Se infatti l’angolo di ripresa della videocamera include anche spazi pubblici e magari l’ingresso della casa di fronte, è buona norma domandarsi se ci si trova in ambito del trattamento dei dati personali, nell’applicazione della direttiva 95/46/CE, o se si è esclusi, in quanto si tratta di un'attività a carattere esclusivamente personale o domestico, ai sensi dell’articolo 3, paragrafo 2, della stessa direttiva.

Per aiutarci a dare una risposta è possibile citare un caso della Corte Amministrativa Suprema della Repubblica Ceca, affrontato con sentenza C-212/13, dalla Corte di Giustizia su un procedimento voluto dal Sig. F. Ryneš contro la decisione della Corte Municipale di Praga, di rigettare il ricorso del sig. Ryneš, avvallando così la decisione dell’Ufficio per la protezione dei dati personali.

Il sig. Ryneš, dopo aver subito diversi attacchi da ignoti, aveva installato un impianto di videosorveglianza con telecamera fissa sul cornicione della sua casa, per registrare le immagini su un disco rigido con cancellazione tramite sovrascrittura al raggiungimento della capacità massima del disco. Immagini che non venivano visualizzate in diretta ma che all'occorrenza potevano essere verificate, da parte del sig. Ryneš.

E proprio a “fagiolo”, qualcuno ruppe la finestra di casa del sig. Ryneš con un proiettile tirato con una fionda ma grazie alle immagini registrare, due individui sospetti furono identificati e le registrazioni prese dalla polizia. Tuttavia uno dei soggetti individuati fece ricorso all’Urad, chiedendo di verificare la legalità dell’impianto di videosorveglianza e successivamente il sig. Ryneš, per la legge nazionale 101/2000 sulla tutela dei dati personali, fu condannato per le seguenti violazioni:

  • aver raccolto i dati in qualità di titolare del trattamento dei dati senza avere il consenso dei soggetti ripresi in strada;
  • non aver informato i soggetti ripresi del trattamento, delle finalità e delle modalità;
  • non aver individuato i soggetti che potevano accedere ai dati;
  • non aver notificato il trattamento all’Urad.
La questione pregiudiziale che è sottoposta alla Corte di Giustizia quindi, gira attorno all’interpretazione dell’art. 3, par. 2, direttiva 95/46/CE, e mira a verificare se il trattamento effettuato dal sig. Ryneš può essere considerato realizzato da una persona fisica, per il mero esercizio di attività a carattere personale o domestico”, escludendolo in tal modo l’applicazione della direttiva.
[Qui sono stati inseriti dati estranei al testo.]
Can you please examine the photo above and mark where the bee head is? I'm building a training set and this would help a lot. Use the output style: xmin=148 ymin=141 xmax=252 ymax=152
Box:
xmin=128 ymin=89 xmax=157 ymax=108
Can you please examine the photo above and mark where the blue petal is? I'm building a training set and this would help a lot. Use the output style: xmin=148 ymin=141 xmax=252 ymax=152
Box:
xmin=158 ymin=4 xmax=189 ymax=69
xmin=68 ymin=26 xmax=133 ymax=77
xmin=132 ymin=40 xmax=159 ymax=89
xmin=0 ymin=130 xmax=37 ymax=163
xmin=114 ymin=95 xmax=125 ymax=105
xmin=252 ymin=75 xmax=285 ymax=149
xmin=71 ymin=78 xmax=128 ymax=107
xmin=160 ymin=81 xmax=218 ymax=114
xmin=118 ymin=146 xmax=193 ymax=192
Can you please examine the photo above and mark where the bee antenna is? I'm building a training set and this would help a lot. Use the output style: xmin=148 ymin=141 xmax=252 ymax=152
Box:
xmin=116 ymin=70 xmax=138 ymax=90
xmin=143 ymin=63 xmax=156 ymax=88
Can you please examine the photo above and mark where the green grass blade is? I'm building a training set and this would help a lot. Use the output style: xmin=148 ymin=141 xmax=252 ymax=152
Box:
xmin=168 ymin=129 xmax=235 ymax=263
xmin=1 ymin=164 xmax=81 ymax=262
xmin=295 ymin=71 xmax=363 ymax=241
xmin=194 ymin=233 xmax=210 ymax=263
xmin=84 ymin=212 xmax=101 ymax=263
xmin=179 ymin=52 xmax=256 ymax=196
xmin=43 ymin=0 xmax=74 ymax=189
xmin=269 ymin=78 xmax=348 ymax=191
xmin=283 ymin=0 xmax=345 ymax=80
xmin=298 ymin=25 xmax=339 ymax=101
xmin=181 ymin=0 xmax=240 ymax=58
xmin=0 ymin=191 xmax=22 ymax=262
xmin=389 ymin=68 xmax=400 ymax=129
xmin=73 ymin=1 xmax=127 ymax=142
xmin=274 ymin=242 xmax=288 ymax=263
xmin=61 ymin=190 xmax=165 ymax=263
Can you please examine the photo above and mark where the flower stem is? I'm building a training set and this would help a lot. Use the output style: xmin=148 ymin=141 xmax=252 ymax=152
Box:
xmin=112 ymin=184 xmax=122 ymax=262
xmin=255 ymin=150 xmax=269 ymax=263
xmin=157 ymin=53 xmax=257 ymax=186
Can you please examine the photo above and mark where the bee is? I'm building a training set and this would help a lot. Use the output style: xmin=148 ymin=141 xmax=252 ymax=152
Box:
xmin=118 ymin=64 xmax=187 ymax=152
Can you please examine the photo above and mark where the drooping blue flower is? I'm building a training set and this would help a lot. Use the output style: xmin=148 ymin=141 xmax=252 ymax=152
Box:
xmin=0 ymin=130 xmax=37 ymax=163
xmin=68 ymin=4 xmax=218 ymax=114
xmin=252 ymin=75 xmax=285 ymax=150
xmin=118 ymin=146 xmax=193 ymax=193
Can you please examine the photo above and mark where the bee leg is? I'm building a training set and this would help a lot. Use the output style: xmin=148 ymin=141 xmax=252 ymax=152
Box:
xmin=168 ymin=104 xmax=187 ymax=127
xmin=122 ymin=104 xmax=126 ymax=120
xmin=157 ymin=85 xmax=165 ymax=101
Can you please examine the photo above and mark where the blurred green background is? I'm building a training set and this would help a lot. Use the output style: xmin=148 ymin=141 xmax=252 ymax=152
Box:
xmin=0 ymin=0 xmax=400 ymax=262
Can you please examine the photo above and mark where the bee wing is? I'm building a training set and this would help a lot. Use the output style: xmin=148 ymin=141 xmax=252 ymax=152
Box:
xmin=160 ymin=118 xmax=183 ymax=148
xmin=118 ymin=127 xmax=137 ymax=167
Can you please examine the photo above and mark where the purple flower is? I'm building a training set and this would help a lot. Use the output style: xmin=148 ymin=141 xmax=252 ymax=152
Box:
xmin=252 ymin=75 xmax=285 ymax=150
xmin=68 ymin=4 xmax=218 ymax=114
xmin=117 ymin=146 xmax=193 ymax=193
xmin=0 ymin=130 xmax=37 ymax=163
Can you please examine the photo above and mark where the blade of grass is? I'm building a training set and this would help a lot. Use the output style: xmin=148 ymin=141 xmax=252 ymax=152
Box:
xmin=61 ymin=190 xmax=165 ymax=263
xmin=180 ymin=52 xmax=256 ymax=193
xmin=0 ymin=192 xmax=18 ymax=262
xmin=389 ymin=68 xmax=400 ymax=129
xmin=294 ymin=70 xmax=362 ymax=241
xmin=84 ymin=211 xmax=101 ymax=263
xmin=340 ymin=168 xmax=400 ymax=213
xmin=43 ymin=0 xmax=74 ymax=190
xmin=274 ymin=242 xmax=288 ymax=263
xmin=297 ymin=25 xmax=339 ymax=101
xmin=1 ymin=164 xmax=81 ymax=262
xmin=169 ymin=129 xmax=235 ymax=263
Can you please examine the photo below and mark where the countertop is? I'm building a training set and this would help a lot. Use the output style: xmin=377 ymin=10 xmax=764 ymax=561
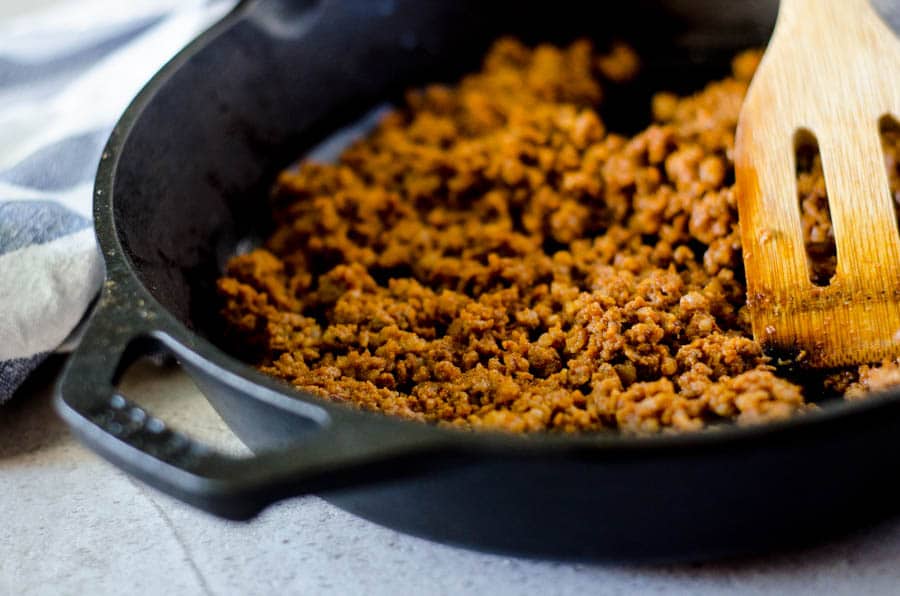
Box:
xmin=0 ymin=359 xmax=900 ymax=596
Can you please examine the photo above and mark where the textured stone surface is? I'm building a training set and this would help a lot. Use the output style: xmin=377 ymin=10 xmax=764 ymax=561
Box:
xmin=0 ymin=356 xmax=900 ymax=596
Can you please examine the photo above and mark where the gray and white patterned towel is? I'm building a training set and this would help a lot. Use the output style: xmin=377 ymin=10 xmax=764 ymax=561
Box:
xmin=0 ymin=0 xmax=234 ymax=403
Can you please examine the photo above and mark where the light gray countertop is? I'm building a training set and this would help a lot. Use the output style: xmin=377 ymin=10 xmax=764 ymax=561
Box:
xmin=0 ymin=356 xmax=900 ymax=596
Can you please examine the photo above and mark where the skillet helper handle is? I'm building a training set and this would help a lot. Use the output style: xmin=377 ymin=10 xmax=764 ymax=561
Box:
xmin=56 ymin=291 xmax=450 ymax=520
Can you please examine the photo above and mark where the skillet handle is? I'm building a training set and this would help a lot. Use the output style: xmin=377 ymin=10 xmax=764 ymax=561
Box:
xmin=56 ymin=288 xmax=450 ymax=520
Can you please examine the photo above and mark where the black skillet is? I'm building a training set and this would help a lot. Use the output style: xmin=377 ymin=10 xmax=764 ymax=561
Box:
xmin=58 ymin=0 xmax=900 ymax=560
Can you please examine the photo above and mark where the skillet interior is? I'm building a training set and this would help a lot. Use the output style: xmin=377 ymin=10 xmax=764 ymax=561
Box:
xmin=96 ymin=0 xmax=900 ymax=559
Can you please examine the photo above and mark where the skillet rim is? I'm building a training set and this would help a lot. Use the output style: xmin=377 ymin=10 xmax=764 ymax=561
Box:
xmin=93 ymin=0 xmax=900 ymax=456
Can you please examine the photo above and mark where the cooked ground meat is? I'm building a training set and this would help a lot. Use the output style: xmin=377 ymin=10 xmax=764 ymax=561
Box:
xmin=218 ymin=39 xmax=900 ymax=432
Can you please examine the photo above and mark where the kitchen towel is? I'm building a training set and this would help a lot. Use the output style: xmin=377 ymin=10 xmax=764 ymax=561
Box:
xmin=0 ymin=0 xmax=234 ymax=403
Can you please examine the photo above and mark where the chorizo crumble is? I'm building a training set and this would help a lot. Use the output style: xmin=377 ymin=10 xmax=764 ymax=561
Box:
xmin=218 ymin=39 xmax=900 ymax=433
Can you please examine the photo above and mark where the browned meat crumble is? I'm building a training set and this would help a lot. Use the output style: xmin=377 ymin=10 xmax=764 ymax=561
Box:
xmin=218 ymin=39 xmax=900 ymax=433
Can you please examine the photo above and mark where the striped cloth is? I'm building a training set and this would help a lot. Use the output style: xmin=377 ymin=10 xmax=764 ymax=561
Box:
xmin=0 ymin=0 xmax=234 ymax=403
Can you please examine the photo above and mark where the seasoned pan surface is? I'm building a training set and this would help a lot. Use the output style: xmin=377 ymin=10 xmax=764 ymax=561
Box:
xmin=58 ymin=0 xmax=900 ymax=560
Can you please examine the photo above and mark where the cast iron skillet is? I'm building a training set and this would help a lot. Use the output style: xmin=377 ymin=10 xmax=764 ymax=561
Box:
xmin=58 ymin=0 xmax=900 ymax=560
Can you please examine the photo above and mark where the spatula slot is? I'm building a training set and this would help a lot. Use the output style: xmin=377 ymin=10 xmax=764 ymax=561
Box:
xmin=878 ymin=114 xmax=900 ymax=233
xmin=794 ymin=128 xmax=837 ymax=286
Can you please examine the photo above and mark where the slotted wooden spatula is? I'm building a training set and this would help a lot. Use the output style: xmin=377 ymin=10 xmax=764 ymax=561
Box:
xmin=735 ymin=0 xmax=900 ymax=367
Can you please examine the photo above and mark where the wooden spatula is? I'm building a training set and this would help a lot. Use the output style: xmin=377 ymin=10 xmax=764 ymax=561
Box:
xmin=735 ymin=0 xmax=900 ymax=367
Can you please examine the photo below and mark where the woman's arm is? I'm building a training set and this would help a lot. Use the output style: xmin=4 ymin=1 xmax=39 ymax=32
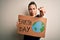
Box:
xmin=38 ymin=7 xmax=46 ymax=17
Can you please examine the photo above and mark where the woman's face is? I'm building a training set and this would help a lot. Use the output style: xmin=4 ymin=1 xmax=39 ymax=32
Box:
xmin=28 ymin=4 xmax=37 ymax=16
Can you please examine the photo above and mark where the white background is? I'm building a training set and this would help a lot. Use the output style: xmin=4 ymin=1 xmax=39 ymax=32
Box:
xmin=0 ymin=0 xmax=60 ymax=40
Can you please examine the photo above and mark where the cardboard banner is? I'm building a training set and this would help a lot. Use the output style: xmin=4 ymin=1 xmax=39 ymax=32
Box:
xmin=17 ymin=15 xmax=47 ymax=37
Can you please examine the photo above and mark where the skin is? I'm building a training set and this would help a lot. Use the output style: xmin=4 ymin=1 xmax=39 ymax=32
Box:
xmin=17 ymin=4 xmax=46 ymax=25
xmin=28 ymin=4 xmax=37 ymax=16
xmin=28 ymin=4 xmax=46 ymax=16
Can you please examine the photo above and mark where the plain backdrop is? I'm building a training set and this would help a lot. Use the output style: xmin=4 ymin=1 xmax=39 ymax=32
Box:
xmin=0 ymin=0 xmax=60 ymax=40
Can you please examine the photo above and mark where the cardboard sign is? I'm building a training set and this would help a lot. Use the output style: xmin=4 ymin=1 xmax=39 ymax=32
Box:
xmin=17 ymin=15 xmax=47 ymax=37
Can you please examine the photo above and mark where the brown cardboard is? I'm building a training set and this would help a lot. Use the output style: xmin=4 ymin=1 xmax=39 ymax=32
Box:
xmin=17 ymin=15 xmax=47 ymax=37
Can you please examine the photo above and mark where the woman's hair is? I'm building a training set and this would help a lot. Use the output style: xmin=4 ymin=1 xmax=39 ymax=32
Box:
xmin=28 ymin=1 xmax=44 ymax=17
xmin=28 ymin=1 xmax=37 ymax=10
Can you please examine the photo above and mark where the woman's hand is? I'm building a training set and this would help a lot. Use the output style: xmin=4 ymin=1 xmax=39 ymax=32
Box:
xmin=38 ymin=7 xmax=46 ymax=17
xmin=16 ymin=22 xmax=19 ymax=26
xmin=38 ymin=7 xmax=46 ymax=13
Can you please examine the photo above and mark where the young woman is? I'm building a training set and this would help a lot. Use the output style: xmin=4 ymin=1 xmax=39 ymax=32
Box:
xmin=24 ymin=2 xmax=45 ymax=40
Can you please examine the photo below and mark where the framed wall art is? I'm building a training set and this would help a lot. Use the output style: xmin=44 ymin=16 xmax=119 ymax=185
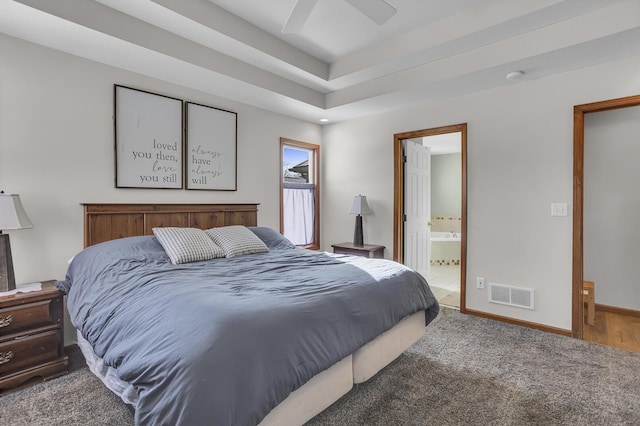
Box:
xmin=185 ymin=102 xmax=238 ymax=191
xmin=114 ymin=85 xmax=184 ymax=189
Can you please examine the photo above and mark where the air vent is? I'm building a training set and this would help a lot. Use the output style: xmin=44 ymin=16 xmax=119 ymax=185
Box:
xmin=489 ymin=283 xmax=533 ymax=309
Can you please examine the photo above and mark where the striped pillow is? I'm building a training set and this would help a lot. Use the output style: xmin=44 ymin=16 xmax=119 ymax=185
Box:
xmin=153 ymin=227 xmax=225 ymax=265
xmin=206 ymin=225 xmax=269 ymax=257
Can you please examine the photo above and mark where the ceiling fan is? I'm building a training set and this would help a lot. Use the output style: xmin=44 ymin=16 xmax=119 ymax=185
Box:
xmin=282 ymin=0 xmax=396 ymax=33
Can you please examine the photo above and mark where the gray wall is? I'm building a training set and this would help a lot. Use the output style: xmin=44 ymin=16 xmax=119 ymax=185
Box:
xmin=322 ymin=57 xmax=640 ymax=330
xmin=584 ymin=103 xmax=640 ymax=310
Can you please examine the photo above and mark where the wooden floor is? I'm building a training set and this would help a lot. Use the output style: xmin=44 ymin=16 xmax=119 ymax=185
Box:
xmin=582 ymin=305 xmax=640 ymax=353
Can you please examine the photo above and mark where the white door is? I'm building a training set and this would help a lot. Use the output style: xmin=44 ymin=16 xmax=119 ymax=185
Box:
xmin=404 ymin=140 xmax=431 ymax=279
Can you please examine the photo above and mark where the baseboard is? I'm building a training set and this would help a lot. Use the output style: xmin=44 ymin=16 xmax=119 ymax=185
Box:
xmin=464 ymin=309 xmax=571 ymax=337
xmin=596 ymin=303 xmax=640 ymax=318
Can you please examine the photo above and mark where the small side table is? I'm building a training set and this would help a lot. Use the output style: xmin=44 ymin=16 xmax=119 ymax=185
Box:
xmin=331 ymin=243 xmax=384 ymax=259
xmin=0 ymin=281 xmax=69 ymax=395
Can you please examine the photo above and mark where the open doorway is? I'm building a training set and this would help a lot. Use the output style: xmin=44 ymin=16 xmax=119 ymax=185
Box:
xmin=572 ymin=96 xmax=640 ymax=352
xmin=394 ymin=124 xmax=467 ymax=312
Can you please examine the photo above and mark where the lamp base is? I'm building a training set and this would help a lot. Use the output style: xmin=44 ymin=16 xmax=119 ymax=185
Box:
xmin=0 ymin=233 xmax=16 ymax=292
xmin=353 ymin=215 xmax=364 ymax=246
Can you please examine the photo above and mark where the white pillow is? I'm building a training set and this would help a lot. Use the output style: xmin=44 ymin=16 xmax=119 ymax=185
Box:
xmin=153 ymin=227 xmax=225 ymax=265
xmin=206 ymin=225 xmax=269 ymax=257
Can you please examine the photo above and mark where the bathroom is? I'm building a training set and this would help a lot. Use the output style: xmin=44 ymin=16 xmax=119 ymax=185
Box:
xmin=423 ymin=133 xmax=462 ymax=308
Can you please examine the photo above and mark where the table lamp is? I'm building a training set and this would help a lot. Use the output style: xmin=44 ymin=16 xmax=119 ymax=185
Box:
xmin=0 ymin=191 xmax=33 ymax=292
xmin=349 ymin=194 xmax=370 ymax=246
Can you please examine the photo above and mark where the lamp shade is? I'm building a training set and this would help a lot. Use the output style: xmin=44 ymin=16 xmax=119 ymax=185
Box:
xmin=0 ymin=194 xmax=33 ymax=231
xmin=349 ymin=195 xmax=371 ymax=214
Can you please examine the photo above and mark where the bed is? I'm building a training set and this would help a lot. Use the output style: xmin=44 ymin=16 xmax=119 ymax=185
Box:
xmin=57 ymin=204 xmax=439 ymax=425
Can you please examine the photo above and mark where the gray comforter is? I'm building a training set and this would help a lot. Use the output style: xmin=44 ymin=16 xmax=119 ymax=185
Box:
xmin=57 ymin=231 xmax=438 ymax=425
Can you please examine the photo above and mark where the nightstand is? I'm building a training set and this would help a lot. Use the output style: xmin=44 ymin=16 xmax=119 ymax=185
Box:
xmin=0 ymin=281 xmax=69 ymax=394
xmin=331 ymin=243 xmax=384 ymax=259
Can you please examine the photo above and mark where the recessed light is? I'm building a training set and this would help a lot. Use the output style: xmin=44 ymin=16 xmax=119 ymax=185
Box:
xmin=507 ymin=71 xmax=524 ymax=81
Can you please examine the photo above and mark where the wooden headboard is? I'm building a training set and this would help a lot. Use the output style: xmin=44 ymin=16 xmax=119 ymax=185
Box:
xmin=82 ymin=204 xmax=258 ymax=248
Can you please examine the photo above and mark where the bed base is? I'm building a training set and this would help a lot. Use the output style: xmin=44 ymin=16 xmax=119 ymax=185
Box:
xmin=77 ymin=311 xmax=426 ymax=426
xmin=78 ymin=203 xmax=425 ymax=426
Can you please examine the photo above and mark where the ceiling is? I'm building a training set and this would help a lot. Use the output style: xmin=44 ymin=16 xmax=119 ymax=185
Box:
xmin=0 ymin=0 xmax=640 ymax=123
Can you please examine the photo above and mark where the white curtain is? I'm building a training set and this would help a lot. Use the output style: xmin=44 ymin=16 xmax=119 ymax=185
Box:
xmin=282 ymin=183 xmax=314 ymax=246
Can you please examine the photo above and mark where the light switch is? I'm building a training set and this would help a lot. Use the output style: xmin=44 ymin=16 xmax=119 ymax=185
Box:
xmin=551 ymin=203 xmax=567 ymax=216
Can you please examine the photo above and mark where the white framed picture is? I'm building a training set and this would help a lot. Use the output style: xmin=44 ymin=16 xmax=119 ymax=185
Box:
xmin=114 ymin=85 xmax=184 ymax=189
xmin=185 ymin=102 xmax=237 ymax=191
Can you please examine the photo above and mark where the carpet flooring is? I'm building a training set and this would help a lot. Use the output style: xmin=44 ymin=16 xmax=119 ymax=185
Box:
xmin=0 ymin=308 xmax=640 ymax=426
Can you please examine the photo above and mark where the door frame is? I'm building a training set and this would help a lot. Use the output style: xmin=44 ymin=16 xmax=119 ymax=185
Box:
xmin=393 ymin=123 xmax=467 ymax=313
xmin=571 ymin=95 xmax=640 ymax=339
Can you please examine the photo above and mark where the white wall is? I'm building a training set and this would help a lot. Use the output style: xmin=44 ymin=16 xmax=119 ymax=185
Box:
xmin=431 ymin=154 xmax=462 ymax=217
xmin=0 ymin=35 xmax=321 ymax=341
xmin=583 ymin=107 xmax=640 ymax=310
xmin=322 ymin=57 xmax=640 ymax=330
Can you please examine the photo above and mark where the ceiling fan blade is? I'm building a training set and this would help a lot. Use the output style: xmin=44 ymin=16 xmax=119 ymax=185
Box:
xmin=282 ymin=0 xmax=318 ymax=34
xmin=345 ymin=0 xmax=397 ymax=25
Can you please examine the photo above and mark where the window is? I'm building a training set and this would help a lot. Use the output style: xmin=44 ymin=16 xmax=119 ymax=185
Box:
xmin=280 ymin=138 xmax=320 ymax=249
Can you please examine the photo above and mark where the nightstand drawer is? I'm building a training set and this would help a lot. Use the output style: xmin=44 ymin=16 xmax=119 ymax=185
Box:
xmin=0 ymin=298 xmax=61 ymax=340
xmin=0 ymin=330 xmax=61 ymax=374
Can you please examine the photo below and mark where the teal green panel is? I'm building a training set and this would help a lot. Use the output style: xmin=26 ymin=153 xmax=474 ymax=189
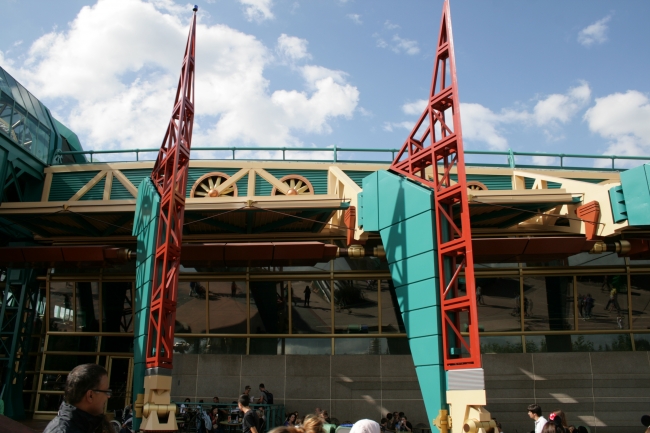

Da qui, la Corte evidenzia la necessità di interpretare in modo più restrittivo la deroga al par. 2 del medesimo articolo della direttiva, in considerazione del fatto che le disposizioni della direttiva sono “suscettibili di ledere le libertà fondamentali ed in particolar modo, il diritto alla vita privata”.

Motivo per cui “devono necessariamente essere interpretate alla luce dei diritti fondamentali” secondo la Carta dei Diritti fondamentali dell’Uomo, in quanto il diritto alla vita privata, garantito dall’articolo 7 della Carta “impone che le deroghe alla tutela dei dati personali e le limitazioni di queste ultime” debbano avvenire esclusivamente “nei limiti dello stretto necessario.

Un'impostazione avvallata dalle parole dello stesso articolo ove si richiama il “carattere esclusivamente personale o domestico”.

Come dalle parole dell’Avvocato Generale nelle proprie conclusioni, esiste quindi la necessità che vi sia un “legame esclusivo” tra il trattamento di videosorveglianza posto in essere e le attività personali e domestiche. Legame che nel caso del sig. Ryneš non sussiste ne con le attività personali, né con attività domestiche. 
Inoltre, se da una parte la tutela dell’inviolabilità di casa contro atti illeciti rientra nell’alveo delle attività della famiglia, dall’altra la ripresa dello spazio pubblico, non può considerarsi attività domestica in quanto coinvolge persone che non hanno alcun legame con la medesima e che non desiderano essere videoregistrati ed identificati.

La Corte quindi esclude che il trattamento del sig. Ryneš rientri nella deroga di cui dell’articolo 3, par. 2, della direttiva. Come ha evidenziato l’Avvocato generale nelle conclusioni, le intenzioni del sig. Ryneš di proteggere la sua proprietà e della sua famiglia, acquisiscono una propria rilevanza, seppur in un secondo momento, all’esame della legittimità del trattamento dei dati.

Questo significa quindi che l’applicazione della direttiva determinata dall’inapplicabilità della deroga, non comporterà in automatico il pregiudizio degli interessi del sig. Ryneš, che saranno tenuti in considerazione da chi tratterà i dati alla luce dei principi di liceità, di necessità e di proporzionalità, verificando se l’interesse legittimo, prevale sui diritti e sulle libertà fondamentali dell’interessato, alla luce delle circostanze concrete.